In both a pancreatic β cell line and a neuroblastoma cell line KSR2 but not KSR1, is a calcineurin substrate32. Activity of the phosphatase contributes to the localization of KSR2 to the membrane, where it can activate the ERK1/2 pathway32,39. Inhibition of calcineurin activity under these conditions reduces activation of ERK1/2. This regulation is calcium-dependent, providing mechanistic insight into activation of ERK1/2 by calcium. We had previously shown that dominant negative mutants of both Ras and Raf inhibited glucose-dependent ERK1/2 activation in pancreatic β cells, which is consistent with the idea that both are required for glucose-dependent ERK1/2 activation39. Importantly, we found that in pancreatic β cells both B-Raf activity and B-Raf/C-Raf dimerization are enhanced in a calcineurin- and glucose-dependent manner52.
Negative feedback
Positive and negative feedback loops have critical roles in modulation of signal transduction cascades. Growth factors that activate the MAPK pathway have been suggested to regulate the MAPK phosphatases that turn off the kinases in the same pathways53,54. Expression of B-Raf, but not C-Raf, in 293 cells led to increased ERK1/2 activation; however, B-Raf is subject to ERK1/2-mediated feedback inhibition as we found that treatment with the MEK inhibitor, U0126, in the absence of calcineurin led to increased B-Raf activity52 (Figure 2). This suggests that calcineurin promotes B-Raf activation by interrupting the negative feedback effects of ERK1/2. ERK1/2 have been shown to phosphorylate B-Raf on residues S151, S750, T401, and T753, to disrupt not only active Ras interaction but also homo- and heterodimer formation55. Phosphorylation of T401 by ERK1/2 is reduced by U0126 and can specifically be removed by calcineurin to promote B-Raf activation and interaction with C-Raf52.
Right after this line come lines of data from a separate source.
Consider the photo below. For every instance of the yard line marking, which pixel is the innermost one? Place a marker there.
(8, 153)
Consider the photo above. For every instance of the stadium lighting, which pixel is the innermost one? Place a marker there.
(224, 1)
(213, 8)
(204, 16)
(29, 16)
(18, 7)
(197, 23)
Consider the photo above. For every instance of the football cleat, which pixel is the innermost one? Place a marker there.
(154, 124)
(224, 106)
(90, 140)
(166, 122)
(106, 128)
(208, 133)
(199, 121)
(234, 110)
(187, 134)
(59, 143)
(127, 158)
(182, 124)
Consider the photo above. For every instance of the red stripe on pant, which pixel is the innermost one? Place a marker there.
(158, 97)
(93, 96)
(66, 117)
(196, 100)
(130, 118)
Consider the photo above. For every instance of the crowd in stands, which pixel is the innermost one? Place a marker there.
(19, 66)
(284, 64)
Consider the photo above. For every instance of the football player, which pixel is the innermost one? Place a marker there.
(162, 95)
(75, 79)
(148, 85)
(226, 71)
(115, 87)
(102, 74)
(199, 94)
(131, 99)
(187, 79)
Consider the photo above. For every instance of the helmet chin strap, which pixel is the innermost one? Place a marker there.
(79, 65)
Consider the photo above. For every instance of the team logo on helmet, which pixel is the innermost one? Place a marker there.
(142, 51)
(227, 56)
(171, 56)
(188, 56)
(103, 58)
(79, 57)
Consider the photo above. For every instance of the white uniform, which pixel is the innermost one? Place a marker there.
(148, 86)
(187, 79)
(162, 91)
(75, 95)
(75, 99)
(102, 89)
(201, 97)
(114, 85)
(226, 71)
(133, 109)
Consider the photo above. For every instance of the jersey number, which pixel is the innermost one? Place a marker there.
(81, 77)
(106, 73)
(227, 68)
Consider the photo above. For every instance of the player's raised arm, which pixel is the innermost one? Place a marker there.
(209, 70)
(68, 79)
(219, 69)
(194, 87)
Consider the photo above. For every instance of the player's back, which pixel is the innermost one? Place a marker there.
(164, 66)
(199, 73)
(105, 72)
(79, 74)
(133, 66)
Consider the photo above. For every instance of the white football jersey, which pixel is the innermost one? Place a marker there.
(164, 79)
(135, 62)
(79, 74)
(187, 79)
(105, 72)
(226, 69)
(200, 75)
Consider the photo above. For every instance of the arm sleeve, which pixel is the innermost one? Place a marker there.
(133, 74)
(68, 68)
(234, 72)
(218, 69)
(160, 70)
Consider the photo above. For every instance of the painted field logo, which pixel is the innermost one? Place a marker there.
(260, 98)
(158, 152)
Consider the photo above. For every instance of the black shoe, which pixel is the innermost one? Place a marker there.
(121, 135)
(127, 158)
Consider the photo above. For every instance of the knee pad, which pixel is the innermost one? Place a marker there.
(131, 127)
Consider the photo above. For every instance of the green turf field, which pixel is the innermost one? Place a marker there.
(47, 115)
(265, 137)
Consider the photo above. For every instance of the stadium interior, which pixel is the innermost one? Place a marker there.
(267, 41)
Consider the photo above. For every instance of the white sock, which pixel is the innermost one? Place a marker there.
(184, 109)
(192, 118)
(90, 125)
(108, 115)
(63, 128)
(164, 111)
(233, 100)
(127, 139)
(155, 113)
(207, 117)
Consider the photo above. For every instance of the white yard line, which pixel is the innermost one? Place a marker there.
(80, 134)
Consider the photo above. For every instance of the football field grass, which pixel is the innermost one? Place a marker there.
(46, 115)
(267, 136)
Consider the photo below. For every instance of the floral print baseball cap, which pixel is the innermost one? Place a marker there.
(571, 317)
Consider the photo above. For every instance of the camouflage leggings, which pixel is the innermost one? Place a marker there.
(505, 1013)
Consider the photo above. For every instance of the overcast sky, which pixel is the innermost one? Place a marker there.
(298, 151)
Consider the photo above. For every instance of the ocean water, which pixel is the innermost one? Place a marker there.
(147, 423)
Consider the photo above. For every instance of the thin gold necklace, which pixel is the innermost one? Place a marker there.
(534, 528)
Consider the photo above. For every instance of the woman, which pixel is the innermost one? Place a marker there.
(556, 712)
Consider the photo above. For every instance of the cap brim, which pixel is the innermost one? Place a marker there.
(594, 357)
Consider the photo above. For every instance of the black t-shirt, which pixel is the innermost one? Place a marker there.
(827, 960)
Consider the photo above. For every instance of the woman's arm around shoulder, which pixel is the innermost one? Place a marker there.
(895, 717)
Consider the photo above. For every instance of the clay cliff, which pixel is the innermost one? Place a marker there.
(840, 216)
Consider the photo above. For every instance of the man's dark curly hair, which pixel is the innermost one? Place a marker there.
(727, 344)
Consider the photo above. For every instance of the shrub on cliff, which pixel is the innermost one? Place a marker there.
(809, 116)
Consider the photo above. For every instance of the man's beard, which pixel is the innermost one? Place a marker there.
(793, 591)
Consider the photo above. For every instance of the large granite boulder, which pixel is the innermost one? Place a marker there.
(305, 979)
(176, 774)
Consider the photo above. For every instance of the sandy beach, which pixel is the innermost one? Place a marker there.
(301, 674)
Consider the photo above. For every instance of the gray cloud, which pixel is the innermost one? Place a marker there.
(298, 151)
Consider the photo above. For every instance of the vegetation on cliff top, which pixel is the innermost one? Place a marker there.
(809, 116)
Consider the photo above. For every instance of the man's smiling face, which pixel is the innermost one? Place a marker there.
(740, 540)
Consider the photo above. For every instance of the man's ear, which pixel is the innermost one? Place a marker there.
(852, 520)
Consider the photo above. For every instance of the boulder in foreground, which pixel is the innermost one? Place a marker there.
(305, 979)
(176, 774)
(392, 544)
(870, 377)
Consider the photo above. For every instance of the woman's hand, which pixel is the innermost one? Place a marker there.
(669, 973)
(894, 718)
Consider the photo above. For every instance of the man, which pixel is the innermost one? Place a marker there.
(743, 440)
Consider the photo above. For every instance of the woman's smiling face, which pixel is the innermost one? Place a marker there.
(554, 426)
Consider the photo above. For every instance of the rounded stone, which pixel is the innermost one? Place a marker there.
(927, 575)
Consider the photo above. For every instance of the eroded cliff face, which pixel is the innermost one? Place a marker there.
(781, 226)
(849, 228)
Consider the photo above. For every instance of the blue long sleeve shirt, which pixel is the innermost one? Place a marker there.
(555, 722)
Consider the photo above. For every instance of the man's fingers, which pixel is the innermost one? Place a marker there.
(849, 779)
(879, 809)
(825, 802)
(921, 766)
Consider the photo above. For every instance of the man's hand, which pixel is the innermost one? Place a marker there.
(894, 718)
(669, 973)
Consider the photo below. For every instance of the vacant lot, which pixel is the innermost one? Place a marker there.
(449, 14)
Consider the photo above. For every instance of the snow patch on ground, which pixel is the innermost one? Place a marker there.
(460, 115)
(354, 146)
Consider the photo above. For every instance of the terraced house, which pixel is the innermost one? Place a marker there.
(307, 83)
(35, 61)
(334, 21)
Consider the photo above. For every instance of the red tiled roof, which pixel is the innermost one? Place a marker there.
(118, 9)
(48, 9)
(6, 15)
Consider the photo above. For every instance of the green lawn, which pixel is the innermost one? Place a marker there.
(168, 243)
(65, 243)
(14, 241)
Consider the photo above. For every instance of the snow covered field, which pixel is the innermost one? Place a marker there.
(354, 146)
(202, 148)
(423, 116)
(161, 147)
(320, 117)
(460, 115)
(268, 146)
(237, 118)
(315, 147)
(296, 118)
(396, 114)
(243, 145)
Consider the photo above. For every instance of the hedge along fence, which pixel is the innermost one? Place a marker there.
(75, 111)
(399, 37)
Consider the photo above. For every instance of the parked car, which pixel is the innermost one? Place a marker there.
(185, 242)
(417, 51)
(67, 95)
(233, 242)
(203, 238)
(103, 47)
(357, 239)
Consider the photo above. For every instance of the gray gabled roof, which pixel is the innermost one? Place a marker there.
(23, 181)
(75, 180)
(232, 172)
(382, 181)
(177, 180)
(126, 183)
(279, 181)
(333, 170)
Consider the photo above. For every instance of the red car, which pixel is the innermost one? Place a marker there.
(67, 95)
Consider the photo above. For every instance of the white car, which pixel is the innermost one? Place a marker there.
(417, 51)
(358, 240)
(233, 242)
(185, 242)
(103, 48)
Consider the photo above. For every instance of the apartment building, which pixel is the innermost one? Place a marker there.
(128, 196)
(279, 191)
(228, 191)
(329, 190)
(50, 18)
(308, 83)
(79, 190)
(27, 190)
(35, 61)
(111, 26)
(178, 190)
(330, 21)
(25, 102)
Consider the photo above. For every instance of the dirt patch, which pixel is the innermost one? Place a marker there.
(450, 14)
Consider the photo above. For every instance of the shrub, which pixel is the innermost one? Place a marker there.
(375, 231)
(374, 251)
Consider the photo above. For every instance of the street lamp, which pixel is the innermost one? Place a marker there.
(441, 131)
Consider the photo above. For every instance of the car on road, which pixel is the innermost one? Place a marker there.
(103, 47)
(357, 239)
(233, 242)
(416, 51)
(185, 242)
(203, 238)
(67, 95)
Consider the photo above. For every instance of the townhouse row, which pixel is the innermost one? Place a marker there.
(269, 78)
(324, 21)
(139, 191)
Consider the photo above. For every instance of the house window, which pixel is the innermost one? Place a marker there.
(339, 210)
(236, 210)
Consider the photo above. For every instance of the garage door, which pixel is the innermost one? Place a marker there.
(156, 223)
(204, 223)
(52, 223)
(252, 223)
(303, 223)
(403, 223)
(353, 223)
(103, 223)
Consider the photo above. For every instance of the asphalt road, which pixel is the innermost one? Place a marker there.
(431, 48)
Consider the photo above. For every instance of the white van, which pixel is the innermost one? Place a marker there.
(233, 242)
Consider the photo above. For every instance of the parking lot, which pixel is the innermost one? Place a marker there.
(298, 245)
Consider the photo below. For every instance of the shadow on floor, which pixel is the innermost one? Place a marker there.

ERK2 is fully activated by dual phosphorylation of both threonine-183 and tyrosine-185 residues56,57. Canonical MAPK phosphatases or dual-specificity (DUSP) enzymes dephosphorylate both phosphothreonine and phosphotyrosine residues within ERK1 and ERK258,59. In addition to the various extracellular stimuli that activate MAPK phosphatase-1, the second messenger cAMP has also been shown to stimulate activation of MAPK phosphatase-160. The ability of the cAMP pathway to inhibit growth of tumors transformed by activation of MAPK was a topic of much interest for many years61. Later it was discovered that there is a cross talk between cAMP and MAPK pathways, and the effects were differentially depending on cell type and context.
Cross talk of cAMP and MAPK pathways
In cells such as melanocytes, thyroid cells, cells of the anterior pituitary, and β cells, cAMP can enhance proliferation or differentiation; however, in the eye, lung, certain fibroblasts, astrocytes, and hepatocytes to name a few cAMP decreases proliferation39,61,62,63,64,65,66. Activation of MAPK pathway by cAMP occurs in cells that are neural crest-derived, such as melanocytes and the neuroendocrine pheochromocytoma PC12 cell line67,68.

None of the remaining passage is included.